Lívia permaneceu em silêncio por alguns segundos.
A proposta de Arthur a havia pegado completamente de surpresa.
Não era todos os dias que o dono da empresa se oferecia para levar uma funcionária para casa.
— Não quero incomodar — disse ela.
— Não está incomodando.
— Mesmo assim…
— Lívia, é apenas uma carona.
Ela acabou sorrindo.
— Tudo bem.
Arthur assentiu.
Pela primeira vez naquele dia, sentiu uma estranha satisfação.
Os dois caminharam até o estacionamento.
Quando chegaram, Lívia quase parou de andar.
O carro luxuoso estacionado diante deles parecia valer mais do que o apartamento inteiro onde ela morava.
Arthur percebeu sua reação.
— Assustador?
— Um pouco.
Ele riu.
— Prometo que não morde.
Lívia não conseguiu evitar uma risada.
E Arthur percebeu como gostava daquele som.

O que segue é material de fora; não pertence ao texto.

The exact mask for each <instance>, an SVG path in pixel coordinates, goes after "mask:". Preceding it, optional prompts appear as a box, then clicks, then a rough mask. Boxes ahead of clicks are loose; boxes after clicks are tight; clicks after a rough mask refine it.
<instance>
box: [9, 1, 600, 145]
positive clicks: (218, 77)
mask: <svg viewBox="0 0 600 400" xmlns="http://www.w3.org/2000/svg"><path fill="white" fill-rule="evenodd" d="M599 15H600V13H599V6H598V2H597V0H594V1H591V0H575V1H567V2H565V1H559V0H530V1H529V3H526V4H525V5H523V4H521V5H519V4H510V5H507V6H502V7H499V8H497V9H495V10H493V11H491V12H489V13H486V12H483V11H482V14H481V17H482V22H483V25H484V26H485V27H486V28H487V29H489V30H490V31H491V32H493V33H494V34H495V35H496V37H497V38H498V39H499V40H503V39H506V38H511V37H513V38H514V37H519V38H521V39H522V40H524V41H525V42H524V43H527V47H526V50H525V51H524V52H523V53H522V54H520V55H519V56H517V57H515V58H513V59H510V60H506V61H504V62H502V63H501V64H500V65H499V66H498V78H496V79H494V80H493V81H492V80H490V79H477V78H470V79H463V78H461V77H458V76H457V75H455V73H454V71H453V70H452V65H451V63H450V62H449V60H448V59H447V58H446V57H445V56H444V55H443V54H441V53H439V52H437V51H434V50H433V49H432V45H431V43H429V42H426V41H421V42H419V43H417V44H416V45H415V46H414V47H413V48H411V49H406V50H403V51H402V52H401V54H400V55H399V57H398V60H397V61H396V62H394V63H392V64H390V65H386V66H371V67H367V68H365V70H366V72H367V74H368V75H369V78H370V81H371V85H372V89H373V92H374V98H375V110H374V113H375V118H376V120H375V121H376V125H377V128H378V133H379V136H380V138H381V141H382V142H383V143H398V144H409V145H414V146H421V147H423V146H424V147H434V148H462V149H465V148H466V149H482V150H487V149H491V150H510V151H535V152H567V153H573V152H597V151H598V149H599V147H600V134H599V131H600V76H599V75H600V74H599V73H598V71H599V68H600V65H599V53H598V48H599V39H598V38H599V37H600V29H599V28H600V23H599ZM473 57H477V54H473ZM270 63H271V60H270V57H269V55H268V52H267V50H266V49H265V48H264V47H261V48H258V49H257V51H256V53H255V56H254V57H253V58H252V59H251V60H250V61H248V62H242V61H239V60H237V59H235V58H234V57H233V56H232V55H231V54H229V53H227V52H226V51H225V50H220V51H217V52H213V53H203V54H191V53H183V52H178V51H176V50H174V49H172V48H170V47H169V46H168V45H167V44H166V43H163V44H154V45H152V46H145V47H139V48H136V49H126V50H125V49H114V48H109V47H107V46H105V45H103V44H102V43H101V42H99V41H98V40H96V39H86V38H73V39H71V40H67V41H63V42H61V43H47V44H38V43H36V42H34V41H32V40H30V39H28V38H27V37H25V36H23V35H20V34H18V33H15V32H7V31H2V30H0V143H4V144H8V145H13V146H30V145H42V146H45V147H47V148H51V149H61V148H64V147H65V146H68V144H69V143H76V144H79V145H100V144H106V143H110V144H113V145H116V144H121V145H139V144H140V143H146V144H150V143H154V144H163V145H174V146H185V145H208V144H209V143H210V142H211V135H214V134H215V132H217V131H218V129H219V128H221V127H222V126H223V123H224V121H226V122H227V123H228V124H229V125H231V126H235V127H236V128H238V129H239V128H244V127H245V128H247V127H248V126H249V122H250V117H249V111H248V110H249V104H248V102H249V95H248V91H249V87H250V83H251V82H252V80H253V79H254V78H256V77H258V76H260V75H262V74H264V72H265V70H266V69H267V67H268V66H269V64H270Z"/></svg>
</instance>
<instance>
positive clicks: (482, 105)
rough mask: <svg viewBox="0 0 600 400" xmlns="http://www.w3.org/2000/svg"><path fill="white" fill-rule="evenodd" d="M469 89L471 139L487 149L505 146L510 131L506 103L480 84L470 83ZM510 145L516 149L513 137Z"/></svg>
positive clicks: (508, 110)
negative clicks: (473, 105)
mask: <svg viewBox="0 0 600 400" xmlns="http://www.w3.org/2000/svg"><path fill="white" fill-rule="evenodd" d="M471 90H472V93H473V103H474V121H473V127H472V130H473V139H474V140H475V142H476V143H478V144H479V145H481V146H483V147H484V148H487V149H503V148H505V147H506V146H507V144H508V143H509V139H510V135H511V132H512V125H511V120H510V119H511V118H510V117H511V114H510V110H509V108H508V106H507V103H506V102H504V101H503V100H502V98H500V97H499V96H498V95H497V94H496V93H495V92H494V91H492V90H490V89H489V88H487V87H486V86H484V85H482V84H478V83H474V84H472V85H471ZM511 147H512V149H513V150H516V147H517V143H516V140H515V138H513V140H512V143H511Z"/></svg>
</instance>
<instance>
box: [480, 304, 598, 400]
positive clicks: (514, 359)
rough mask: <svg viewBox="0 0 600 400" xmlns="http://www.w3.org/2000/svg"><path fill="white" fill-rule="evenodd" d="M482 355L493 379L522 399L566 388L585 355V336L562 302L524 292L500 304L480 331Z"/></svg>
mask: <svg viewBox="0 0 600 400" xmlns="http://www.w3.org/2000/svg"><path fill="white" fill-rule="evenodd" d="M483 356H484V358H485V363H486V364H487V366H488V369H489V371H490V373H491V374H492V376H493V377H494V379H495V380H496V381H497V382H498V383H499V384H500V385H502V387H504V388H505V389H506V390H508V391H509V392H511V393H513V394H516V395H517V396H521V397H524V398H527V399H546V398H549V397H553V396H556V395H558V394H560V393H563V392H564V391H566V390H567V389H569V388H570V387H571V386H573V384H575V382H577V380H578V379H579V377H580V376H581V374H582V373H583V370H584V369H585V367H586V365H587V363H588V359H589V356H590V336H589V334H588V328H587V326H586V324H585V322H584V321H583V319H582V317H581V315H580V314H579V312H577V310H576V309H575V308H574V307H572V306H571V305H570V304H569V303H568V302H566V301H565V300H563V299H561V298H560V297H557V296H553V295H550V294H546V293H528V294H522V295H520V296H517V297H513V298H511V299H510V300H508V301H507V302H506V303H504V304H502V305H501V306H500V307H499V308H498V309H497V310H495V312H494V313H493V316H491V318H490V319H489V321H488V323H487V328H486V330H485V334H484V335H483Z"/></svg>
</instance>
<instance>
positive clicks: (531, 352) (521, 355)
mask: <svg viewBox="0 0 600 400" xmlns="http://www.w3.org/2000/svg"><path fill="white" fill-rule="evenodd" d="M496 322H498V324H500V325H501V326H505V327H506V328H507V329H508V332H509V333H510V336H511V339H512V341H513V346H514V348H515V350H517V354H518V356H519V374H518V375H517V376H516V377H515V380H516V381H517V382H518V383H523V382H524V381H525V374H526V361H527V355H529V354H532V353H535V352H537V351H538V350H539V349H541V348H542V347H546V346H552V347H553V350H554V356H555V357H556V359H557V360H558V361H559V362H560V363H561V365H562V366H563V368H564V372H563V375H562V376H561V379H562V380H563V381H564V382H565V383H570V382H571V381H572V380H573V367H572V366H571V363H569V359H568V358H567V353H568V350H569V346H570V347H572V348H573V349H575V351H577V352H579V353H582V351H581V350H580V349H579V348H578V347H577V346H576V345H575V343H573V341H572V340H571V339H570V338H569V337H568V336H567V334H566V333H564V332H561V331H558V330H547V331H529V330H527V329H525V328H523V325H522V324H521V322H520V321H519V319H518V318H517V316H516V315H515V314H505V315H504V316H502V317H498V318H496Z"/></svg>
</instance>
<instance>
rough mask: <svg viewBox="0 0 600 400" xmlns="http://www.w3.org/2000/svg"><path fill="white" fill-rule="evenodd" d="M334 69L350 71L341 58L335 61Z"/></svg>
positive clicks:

Depois que entraram no carro, o silêncio dominou o ambiente por alguns instantes.
Não era um silêncio desconfortável.
Mas ambos pareciam procurar algo para dizer.
— Há quanto tempo trabalha na empresa? — perguntou Arthur.
— Quase três anos.
— Gosta do que faz?
— Sim.
— Mesmo com toda a pressão?
— Faz parte do trabalho.
Arthur observou-a discretamente.
Ela respondia de forma simples.
Sem tentar impressioná-lo.
Sem interesse.
Sem segundas intenções.
Aquilo era raro.
Muito raro.
— E você? — perguntou ela de repente.
Arthur arqueou uma sobrancelha.
— Eu?
— Gosta do que faz?
Ele pensou por alguns segundos.
Ninguém costumava lhe fazer esse tipo de pergunta.
As pessoas geralmente queriam saber sobre dinheiro, negócios ou fama.
Não sobre ele.
— Às vezes.
— Só às vezes?
— Construir empresas é mais difícil do que parece.
— Imagino.
— Existem dias em que tudo depende de uma única decisão.
— E isso deve ser cansativo.
Arthur ficou surpreso.
Ela não estava admirando sua fortuna.
Estava tentando entender o peso que ele carregava.
E isso o tocou mais do que gostaria de admitir.
A chuva continuava caindo do lado de fora.
As luzes da cidade refletiam nas ruas molhadas.
Por alguns minutos, conversaram sobre assuntos simples.
Livros.
Filmes.
Viagens.
E, para a surpresa dos dois, descobriram que tinham mais coisas em comum do que imaginavam.
Quando chegaram ao bairro onde Lívia morava, Arthur reduziu a velocidade.
Não era uma região luxuosa.
Mas era organizada e tranquila.
— É aqui.
Arthur estacionou.
Lívia soltou o cinto de segurança.
— Obrigada pela carona.
— Foi um prazer.
Ela sorriu.
— Boa noite, senhor Montenegro.
— Arthur.
Lívia riu.
— Boa noite, Arthur.
Por algum motivo, ouvir seu nome sair dos lábios dela fez seu coração acelerar.
Ela abriu a porta e desceu do carro.
Mas antes de entrar no prédio, virou-se.
— E obrigada por confiar em mim.
— Pelo quê?
— Pela conversa.
Arthur observou-a por alguns segundos.
— Acho que sou eu quem deve agradecer.
Lívia sorriu mais uma vez e entrou.
Arthur permaneceu parado por alguns instantes.
Sem entender por que não conseguia ir embora.
Algo naquela jovem o fazia sentir-se diferente.
Mais leve.
Mais humano.
E isso era perigoso.
Muito perigoso.
⸻
Do outro lado da janela do apartamento, Laura observava tudo.
Ela havia visto o carro.
Visto o homem.
E visto sua irmã sorrindo.
Curiosa, correu até a sala.
Assim que Lívia entrou, Laura cruzou os braços.
— Quem era aquele?
Lívia parou.
— Um colega de trabalho.
— Mentira.
— Laura…
— Eu vi o carro.
Aquele não é carro de colega de trabalho.
Lívia suspirou.
Sabia que esconder seria impossível.
— Foi Arthur Montenegro.
Os olhos de Laura se arregalaram.
Por alguns segundos, ela ficou em silêncio.
Depois, um sorriso estranho surgiu em seus lábios.
Um sorriso que Lívia não percebeu.
Mas que revelava algo perigoso.
Naquele momento, uma ideia começou a nascer na mente de Laura.
E aquela ideia mudaria o destino de todos eles.